Postal workers at the Royal Mail are to each be given bonuses of £1,074 after the mail service announced record annual profits of £537m.
Royal Mail directors are set to receive a total of almost £10m – with Tony McCarthy, director for people and organisational development, reportedly in line for £1.34m. Chief executive Adam Crozier was paid more than £2.5m last year.
Over the past 12 months the state-owned operator made more than £2m a day in profits, compared with losses of more than £1.5m a day three years ago.
The £537m profit was a 144% rise on the previous year’s £220m. Yet Royal Mail’s Post Office subsidiary continued to make a loss, posting a deficit of £110m.
Since Royal Mail started a turnaround plan three years ago, more than 33,000 jobs have been cut at the organisation, while 2,500 urban Post Offices have closed.

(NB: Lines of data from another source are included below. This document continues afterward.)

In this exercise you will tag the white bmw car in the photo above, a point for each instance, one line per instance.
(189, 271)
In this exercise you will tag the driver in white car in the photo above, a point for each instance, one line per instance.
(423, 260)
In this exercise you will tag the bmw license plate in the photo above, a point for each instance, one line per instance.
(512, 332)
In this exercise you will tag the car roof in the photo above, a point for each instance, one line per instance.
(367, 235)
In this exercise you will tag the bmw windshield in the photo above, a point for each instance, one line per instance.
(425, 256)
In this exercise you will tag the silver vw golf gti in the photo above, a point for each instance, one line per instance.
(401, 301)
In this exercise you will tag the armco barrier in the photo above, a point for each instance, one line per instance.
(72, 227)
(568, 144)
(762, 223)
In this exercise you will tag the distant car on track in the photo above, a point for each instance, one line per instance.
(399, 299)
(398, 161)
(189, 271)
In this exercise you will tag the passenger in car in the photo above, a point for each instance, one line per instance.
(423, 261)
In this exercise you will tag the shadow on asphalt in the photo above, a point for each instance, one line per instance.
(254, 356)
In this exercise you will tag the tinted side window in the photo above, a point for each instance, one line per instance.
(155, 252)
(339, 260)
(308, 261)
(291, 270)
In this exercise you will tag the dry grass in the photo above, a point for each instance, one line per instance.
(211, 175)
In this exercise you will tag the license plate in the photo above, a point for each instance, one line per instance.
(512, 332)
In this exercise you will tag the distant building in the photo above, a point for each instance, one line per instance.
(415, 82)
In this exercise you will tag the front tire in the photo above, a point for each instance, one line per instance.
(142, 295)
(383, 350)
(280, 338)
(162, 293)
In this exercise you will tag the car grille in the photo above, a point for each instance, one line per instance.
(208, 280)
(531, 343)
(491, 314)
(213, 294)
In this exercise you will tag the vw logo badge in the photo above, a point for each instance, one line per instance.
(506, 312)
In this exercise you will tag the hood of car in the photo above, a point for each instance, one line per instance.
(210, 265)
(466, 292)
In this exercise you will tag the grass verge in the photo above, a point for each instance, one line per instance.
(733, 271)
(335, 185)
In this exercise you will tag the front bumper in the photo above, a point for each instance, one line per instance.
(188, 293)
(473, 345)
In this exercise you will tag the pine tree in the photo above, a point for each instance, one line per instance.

Earlier this year, Personnel Today revealed that Royal Mail has reduced its HR spend by £57m in two years. As part of the overhaul, the HR team has been slashed from 3,700 to 2,400 people, through 1,400 job cuts and 100 new appointments. The HR to employee ratio has improved from 1:75 to 1:130.
Royal Mail’s chairman, Allan Leighton, said: “Postmen and women have achieved a fantastic turnaround. They will now deservedly get a Share in Success payment of £1,074 amounting to £218m of the company’s profit. It’s one of the biggest profit shares with employees in UK corporate history.”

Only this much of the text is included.